Mr. Speaker, I was very pleased to listen to my colleague who spoke about the issues surrounding what happens in committees. Having been one of three people from the Reform Party who sat on the procedure and House affairs committee which dealt with televised committees, I can only say that the frustration is growing more and more every day.
The problem is, when members from all parties in a committee agree on a concept, it comes into the House and it dies. I note that the government whip was there and he agreed to it. I presume that these folks are just as knowledgeable as we are as far as what has to take place. Now the question in the House and in committees as well is: Should we even be here? If we develop a report, put all of our ideas together and come to a unanimous consensus, only to have it die because someone in cabinet kills it, should we even bother?
I note that the recommendations coming from the report on televised committees were very good. This was to be a pilot project for the coverage of committees, with 24 hours' notice. There was a sunset clause that it would end this June. There were constraint criteria, such as those televising the committees would obey the rules. It would be gavel to gavel coverage of the whole committee meeting. It would be objective coverage.

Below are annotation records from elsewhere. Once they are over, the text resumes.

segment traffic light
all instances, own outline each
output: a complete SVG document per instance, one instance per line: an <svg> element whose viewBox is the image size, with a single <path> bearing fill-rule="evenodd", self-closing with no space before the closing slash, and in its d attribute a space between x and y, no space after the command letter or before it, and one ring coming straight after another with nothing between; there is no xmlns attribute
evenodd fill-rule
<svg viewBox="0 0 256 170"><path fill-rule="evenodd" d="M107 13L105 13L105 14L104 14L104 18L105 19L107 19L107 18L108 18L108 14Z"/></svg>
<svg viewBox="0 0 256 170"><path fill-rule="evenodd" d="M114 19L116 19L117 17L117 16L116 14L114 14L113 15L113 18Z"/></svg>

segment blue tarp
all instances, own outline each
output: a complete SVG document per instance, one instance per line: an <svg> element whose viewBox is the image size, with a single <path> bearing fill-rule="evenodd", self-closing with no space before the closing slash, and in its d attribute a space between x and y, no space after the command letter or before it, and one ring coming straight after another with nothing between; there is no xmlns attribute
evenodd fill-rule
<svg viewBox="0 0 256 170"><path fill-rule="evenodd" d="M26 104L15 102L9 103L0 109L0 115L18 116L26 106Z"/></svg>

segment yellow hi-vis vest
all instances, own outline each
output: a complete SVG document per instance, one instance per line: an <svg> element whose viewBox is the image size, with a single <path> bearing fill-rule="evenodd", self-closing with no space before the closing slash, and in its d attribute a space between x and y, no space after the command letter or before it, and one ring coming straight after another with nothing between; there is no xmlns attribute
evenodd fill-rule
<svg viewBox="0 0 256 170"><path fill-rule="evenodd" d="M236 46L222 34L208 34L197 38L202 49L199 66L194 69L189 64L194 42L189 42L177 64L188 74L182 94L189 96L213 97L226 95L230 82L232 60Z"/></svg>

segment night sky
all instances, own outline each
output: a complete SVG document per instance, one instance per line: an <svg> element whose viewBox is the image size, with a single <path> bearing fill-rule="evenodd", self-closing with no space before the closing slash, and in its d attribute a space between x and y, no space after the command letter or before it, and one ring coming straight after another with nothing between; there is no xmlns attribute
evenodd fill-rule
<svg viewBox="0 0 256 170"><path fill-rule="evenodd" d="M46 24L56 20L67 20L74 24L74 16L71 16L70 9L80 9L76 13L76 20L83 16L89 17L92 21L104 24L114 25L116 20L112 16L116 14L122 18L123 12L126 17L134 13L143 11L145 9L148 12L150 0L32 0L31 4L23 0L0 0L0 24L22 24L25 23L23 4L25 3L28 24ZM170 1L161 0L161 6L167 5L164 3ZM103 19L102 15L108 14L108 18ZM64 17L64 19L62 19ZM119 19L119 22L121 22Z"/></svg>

The only recommendation which was made that put some negative light on it was that the committee did not want to renovate one particular room because of the cost and the fact that the House of Commons will soon be under renovation.
What happens? The government House leader says “I do not like this report. What we will do is renovate a room”. That was the very recommendation to which the committee said no. Not having been at any of the meetings, I suppose he could have read the report, but I doubt that he did.
Is this just an issue of televised committees, or is there something bigger at stake? I will leave it at that because that is the important question.